Uncle Dick Madeley said...

My dear Katharos (I hope you don't mind me calling you 'dear' -- I mean it only as a worried father would refer to a daughter of notoriously wild ways), did you not know that glue weakened by beer can actually promote hair growth on the female upper lip? I fear for you. Have you noticed any adverse reaction to the glue/beer mixture? Have you found yourself shaving beneath your nose (yet above your bottom lip) more often recently?

I only know all this because I once spread glue weakened with bear on my eyebrows when doing panto, one year. I have had trouble with my eyebrows ever since.

Anonymous said...

A panto involving beer and glue? I haven't seen one since I was a wee bairn, but I suspect that's a bit out of the ordinary.

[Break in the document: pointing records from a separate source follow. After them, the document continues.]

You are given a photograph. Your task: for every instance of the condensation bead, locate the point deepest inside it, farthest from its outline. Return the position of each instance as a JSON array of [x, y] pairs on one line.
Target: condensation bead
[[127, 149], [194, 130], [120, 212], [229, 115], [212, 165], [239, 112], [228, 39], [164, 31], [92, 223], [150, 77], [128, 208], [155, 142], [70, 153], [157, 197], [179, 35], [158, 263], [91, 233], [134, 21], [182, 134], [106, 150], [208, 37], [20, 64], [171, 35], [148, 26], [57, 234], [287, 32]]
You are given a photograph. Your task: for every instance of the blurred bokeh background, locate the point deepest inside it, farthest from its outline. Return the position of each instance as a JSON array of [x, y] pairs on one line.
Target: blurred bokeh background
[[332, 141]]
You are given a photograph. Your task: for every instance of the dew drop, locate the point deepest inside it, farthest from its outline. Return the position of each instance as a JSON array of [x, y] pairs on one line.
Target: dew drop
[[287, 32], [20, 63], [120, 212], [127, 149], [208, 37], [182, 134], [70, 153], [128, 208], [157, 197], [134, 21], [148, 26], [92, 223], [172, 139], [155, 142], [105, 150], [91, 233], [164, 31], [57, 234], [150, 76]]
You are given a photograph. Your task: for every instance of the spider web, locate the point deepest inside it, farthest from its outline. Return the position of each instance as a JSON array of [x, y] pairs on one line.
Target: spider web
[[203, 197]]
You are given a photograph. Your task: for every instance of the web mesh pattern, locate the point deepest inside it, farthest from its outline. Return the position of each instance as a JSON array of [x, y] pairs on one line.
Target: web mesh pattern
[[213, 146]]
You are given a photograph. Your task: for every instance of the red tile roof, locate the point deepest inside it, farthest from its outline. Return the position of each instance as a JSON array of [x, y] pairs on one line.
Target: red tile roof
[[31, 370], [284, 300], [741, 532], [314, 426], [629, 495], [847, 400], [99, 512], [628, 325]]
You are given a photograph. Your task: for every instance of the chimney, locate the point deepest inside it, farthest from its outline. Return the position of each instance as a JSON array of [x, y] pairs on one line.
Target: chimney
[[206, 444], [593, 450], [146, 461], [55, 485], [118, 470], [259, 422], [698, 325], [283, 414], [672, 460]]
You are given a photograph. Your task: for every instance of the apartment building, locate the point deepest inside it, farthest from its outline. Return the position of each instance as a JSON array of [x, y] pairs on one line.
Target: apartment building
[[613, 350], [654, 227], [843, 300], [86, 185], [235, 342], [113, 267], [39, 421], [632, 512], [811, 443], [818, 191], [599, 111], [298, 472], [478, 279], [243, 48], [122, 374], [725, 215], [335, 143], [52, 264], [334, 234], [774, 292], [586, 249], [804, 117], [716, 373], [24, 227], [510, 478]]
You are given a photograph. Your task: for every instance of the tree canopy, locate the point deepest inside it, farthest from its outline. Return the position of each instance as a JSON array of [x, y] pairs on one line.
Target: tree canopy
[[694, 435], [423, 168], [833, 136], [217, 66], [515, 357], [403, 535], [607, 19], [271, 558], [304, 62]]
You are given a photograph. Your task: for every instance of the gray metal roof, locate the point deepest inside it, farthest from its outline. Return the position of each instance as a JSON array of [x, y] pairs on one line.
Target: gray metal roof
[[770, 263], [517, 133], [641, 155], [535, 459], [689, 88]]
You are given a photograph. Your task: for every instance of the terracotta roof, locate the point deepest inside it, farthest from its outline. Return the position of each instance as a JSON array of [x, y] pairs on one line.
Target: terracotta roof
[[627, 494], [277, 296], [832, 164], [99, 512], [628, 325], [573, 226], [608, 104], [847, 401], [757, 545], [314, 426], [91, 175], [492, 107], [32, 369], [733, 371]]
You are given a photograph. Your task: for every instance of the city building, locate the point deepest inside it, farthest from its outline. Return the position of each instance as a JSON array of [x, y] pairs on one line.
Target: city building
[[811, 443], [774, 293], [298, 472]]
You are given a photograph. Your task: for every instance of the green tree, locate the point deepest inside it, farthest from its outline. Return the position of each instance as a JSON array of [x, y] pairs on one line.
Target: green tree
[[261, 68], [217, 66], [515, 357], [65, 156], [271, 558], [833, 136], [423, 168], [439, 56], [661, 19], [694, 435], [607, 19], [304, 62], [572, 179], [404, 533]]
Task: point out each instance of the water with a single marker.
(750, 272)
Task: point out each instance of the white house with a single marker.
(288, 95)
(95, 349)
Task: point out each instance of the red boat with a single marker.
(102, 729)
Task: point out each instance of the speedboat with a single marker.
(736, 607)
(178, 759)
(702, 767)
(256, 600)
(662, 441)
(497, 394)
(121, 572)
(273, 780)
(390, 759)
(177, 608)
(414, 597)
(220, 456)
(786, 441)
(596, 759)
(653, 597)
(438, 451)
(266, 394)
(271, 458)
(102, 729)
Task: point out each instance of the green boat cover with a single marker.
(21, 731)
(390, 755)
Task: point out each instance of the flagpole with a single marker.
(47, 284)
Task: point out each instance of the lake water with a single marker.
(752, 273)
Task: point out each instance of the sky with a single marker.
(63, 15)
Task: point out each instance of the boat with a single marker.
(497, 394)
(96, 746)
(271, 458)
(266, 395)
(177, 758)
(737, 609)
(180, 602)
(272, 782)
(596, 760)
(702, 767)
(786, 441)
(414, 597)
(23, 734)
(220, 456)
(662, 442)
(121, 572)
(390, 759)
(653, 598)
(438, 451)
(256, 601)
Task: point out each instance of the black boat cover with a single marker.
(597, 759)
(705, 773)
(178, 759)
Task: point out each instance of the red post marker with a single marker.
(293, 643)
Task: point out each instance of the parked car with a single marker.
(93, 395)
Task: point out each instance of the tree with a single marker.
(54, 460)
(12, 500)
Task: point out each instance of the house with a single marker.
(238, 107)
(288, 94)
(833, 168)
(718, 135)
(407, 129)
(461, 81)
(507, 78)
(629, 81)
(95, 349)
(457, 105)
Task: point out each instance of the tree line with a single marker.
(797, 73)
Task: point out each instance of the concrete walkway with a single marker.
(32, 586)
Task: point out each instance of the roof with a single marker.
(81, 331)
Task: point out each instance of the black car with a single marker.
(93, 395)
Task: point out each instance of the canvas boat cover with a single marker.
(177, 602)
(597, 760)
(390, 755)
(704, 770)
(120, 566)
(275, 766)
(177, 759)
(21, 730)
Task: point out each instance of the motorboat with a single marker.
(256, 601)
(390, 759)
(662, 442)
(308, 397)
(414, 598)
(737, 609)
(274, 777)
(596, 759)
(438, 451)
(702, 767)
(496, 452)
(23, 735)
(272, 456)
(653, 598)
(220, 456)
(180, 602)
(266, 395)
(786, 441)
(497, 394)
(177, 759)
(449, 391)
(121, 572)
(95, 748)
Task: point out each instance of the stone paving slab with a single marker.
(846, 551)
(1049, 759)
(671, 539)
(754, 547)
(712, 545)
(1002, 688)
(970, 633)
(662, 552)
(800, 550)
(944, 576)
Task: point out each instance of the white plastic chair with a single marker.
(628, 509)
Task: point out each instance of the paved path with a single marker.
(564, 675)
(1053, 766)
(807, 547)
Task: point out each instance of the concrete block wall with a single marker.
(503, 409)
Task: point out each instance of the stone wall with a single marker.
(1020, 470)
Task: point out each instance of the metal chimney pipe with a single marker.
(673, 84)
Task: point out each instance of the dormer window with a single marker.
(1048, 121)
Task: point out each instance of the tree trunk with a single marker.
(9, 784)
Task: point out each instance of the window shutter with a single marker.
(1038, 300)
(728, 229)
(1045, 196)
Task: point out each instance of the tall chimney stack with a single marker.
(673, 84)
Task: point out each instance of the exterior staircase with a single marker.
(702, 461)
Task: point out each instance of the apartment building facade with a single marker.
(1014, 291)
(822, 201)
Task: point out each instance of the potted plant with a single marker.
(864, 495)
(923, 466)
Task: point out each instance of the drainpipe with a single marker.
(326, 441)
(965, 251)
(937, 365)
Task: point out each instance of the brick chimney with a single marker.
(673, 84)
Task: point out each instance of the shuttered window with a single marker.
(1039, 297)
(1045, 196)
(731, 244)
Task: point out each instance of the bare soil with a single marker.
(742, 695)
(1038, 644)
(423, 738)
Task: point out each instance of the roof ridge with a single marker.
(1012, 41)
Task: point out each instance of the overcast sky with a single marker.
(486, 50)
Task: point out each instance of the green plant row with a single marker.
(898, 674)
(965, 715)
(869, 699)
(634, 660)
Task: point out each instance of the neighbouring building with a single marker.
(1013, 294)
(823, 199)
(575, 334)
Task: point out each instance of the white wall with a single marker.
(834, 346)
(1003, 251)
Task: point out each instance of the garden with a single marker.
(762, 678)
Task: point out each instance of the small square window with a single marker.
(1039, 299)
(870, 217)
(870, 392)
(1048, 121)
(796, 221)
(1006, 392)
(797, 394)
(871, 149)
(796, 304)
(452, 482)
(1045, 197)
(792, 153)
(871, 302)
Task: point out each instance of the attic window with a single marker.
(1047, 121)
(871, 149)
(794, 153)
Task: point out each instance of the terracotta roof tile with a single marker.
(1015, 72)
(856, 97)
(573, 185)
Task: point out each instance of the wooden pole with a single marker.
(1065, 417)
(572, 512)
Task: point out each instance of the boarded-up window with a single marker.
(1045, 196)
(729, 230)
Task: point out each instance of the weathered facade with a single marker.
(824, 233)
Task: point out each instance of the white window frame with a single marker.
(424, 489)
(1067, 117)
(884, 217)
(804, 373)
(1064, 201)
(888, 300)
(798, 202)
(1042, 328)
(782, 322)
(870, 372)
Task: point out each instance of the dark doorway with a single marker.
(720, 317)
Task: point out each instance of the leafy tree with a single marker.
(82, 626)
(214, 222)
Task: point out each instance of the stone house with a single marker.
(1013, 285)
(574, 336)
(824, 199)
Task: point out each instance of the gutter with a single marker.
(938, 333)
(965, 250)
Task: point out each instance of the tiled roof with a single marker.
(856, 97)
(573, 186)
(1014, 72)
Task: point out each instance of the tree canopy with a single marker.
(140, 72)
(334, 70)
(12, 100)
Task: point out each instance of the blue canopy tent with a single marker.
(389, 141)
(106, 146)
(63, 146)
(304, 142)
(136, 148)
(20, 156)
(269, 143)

I suppose I shall just have to hope a mustache will make me look more distinguished. At least fancy dress at the next party will be a whole £2.99 cheaper!

Uncle Dick Madeley said...

The glue was for the makeup. The beer was our usual pint after a day standing in front of screaming kids.

£2.99 for a fake moustache? I always pay at least £5 for mine. You should send me the address of your costumer. I go through at least four fake moustaches a week when travel around London incognito.

Anonymous said...

Clearly your problem is buying them in London. ^.~

Uncle Dick Madeley said...

I actually buy them from Paris.

I like the ones with the waxed ends that I can roll in my fingertips and look generally mysterious.